By IsharPal Singh, MS
The past 20 years have brought an unprecedented increase in the accumulation of knowledge about cancer cells. The study of genomics has yielded a tremendous amount of data regarding the signaling cascades involved in cancerous cells. Yet, the increase in no. of deaths from cancer remind us that very less progress has been made in the clinical achievement of cancer. Moreover the therapies used so far remain essentially similar to the remedies used decades ago i.e. surgery, radiation etc. However, owing to the side-effects associated with these methods due to their non-specific action a no. of biochemical means have been discovered to treat cancer by targeting cancer-specific targets such as inhibition function, disruption of protein-protein interactions etc. These targeted therapies have made significant progress in recent years. Scientists at Dana-Farber Cancer Institute have devised a new and more potent form of targeted therapy for cancer treatment based on converting an inhibitor drug into a degrader drug in order to disintegrate the target protein rather than inhibiting it .
This study as posted in Science Express, uses a form of targeted therapy based on chemical technology to induce the protein-chopping machinery of the cancer cells against them in order to destroy and dispose of the proteins responsible for their growth. The study was carried out with the aim to develop inhibitors for undruggable proteins and overcome the drug resistance associated with cancer, a shortcoming associated with targeted therapies as they inhibit just one or few of the functions of these oncoproteins. Thus, allowing the targeted oncoprotein to adapt to the drug and find an alternate route for its growth.
The team tested this approach which they dubbed as “Degronimids” in laboratory samples of leukemia cells and in animals with human-like leukemia. The results obtained showed that the cancer cells died much more quickly than with conventional targeted therapies. This approach was able to selectively degrade three proteins out of a total of more than 7,000 in the entire cell making it a laser-guided system that effectively delivers the protein degrading machinery to targeted protein .
A Targeted Approach
The study involved manipulating the cell’s natural protein-elimination system which provides disposal of used-up or unneeded proteins by a structure called Proteasome wherein they are grounded and recycled. These proteins are tagged for disposal by attaching a protein called ubiquitin by enzymes E1, E2, and E3 after which they are transported to Proteasome. The team harnessed the destruction power of this system by designing a chemical adapter that works like a tiny trailer hitch helping the attached drug molecule to bring the cell’s protein-degrading machinery to the protein of interest where upon binding the drug-protein-degrader combo demolishes the targeted protein. The team in their study used drug JQ1 which targets BRD4 protein which is responsible for expression of cancer growth genes. The adapter used here was a chemical derivative of drug of thalidomide viz, phthalimide which was designed to selectively bind to enzyme E3 called Cereblon.

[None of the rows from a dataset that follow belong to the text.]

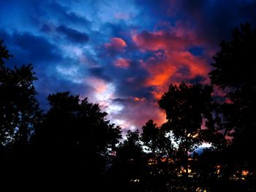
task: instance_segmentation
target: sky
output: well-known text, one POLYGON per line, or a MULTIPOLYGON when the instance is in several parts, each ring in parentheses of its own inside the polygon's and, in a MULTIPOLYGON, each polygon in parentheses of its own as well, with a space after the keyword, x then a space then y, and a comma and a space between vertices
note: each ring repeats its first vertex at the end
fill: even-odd
POLYGON ((165 121, 170 83, 209 83, 220 42, 255 26, 255 10, 252 0, 0 0, 0 39, 8 64, 33 64, 43 109, 69 91, 126 132, 165 121))

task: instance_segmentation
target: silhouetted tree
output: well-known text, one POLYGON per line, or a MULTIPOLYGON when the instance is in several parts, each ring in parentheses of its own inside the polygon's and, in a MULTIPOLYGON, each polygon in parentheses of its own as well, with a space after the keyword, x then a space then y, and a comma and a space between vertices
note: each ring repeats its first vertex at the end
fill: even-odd
POLYGON ((233 31, 232 37, 231 41, 220 44, 221 50, 214 57, 214 69, 209 75, 213 85, 227 93, 225 97, 229 102, 221 105, 219 124, 233 137, 233 145, 226 151, 230 176, 249 170, 248 175, 255 177, 256 30, 252 30, 249 23, 241 24, 240 29, 233 31))
POLYGON ((50 108, 35 132, 39 172, 55 185, 55 177, 62 186, 72 183, 86 188, 102 183, 108 158, 121 139, 120 128, 110 124, 107 113, 87 98, 80 100, 64 92, 48 99, 50 108))
POLYGON ((0 166, 7 185, 9 177, 27 178, 30 174, 34 161, 30 139, 41 118, 33 68, 10 68, 4 60, 11 57, 0 41, 0 166))
POLYGON ((147 147, 148 186, 151 191, 169 191, 174 185, 176 173, 174 166, 175 150, 170 136, 149 120, 142 127, 141 140, 147 147))
POLYGON ((128 131, 127 139, 119 145, 109 170, 111 191, 146 191, 148 161, 138 130, 128 131))
MULTIPOLYGON (((163 128, 170 131, 178 144, 178 155, 184 168, 187 188, 191 190, 189 180, 189 152, 203 142, 200 137, 203 120, 211 109, 212 88, 200 85, 170 85, 169 90, 159 101, 166 112, 167 121, 163 128)), ((178 162, 176 162, 178 164, 178 162)), ((188 189, 187 189, 188 190, 188 189)))

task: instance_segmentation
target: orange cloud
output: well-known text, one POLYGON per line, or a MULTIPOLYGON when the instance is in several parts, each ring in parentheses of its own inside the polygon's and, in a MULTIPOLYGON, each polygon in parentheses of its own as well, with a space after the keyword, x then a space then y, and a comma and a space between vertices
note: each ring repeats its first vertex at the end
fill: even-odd
POLYGON ((170 31, 143 31, 133 35, 132 39, 141 51, 155 52, 151 57, 140 61, 142 67, 149 74, 144 85, 153 87, 151 93, 155 99, 160 99, 170 83, 197 77, 203 77, 203 82, 208 82, 210 67, 207 61, 188 50, 203 45, 191 30, 177 27, 170 31))
POLYGON ((121 38, 114 37, 111 39, 110 42, 105 44, 105 47, 108 50, 123 52, 124 48, 127 46, 127 43, 121 38))
POLYGON ((117 67, 127 69, 129 66, 129 60, 127 58, 119 58, 114 61, 114 65, 117 67))
POLYGON ((132 36, 133 41, 142 50, 184 50, 189 46, 196 46, 201 42, 192 32, 184 33, 181 29, 173 31, 142 31, 132 36))

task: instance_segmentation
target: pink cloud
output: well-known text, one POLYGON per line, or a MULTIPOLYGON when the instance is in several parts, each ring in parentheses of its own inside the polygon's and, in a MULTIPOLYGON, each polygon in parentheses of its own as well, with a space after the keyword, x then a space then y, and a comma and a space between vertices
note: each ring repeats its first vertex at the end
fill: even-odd
POLYGON ((110 52, 124 52, 127 44, 124 39, 119 37, 112 38, 110 42, 105 44, 105 47, 110 52))
POLYGON ((204 44, 192 30, 179 25, 168 31, 142 31, 133 35, 132 39, 142 52, 155 52, 151 57, 140 61, 148 73, 144 86, 153 87, 151 93, 155 99, 160 99, 170 83, 197 77, 203 77, 204 83, 209 82, 208 61, 189 51, 190 47, 204 44))
POLYGON ((116 67, 127 69, 129 66, 129 61, 130 61, 129 59, 124 58, 117 58, 114 61, 114 65, 116 67))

The results of this study were astounding as the BRD4 protein in leukemia cells was degraded within an hour of providing the JQ1-and-phthalimide conjugate (dBET1). Thus, proving the ability of this conjugate to prevent the cancer cells from developing resistance against the drug. Similar results were obtained when this approach was tested in mice with aggressive and widespread form of human leukemia. The researchers also used JQ1 as a guidance system in conjugation with SLF (sublingual fentanyl) compound to target a protein called FKBP12. This system also showed rapid degradation of FKB12 proteins in cancer cells within a few hours of its application .
This approach has been reported to be successful in both laboratory and preclinical experiments in cancer models. Thus, proving the potency, selectivity, and rapidity of this approach. Based on these results, Dana-Farber researchers are now aiming to develop a derivative of dBET1 that can be used in human patients. Moreover this approach is being extended for other types of cancer and genetically-caused disease with both dBET1 and dFKBP12 compounds in the late stage of optimization for therapeutic development . This approach has an upper hand over its predecessors as it targets the stem of cancer viz, oncoproteins which play an important role in drug resistance and cell self-renewal. Thus we can say that in the near future drug-induced proteolysis may become a universal remedy for all types of cancers and related diseases.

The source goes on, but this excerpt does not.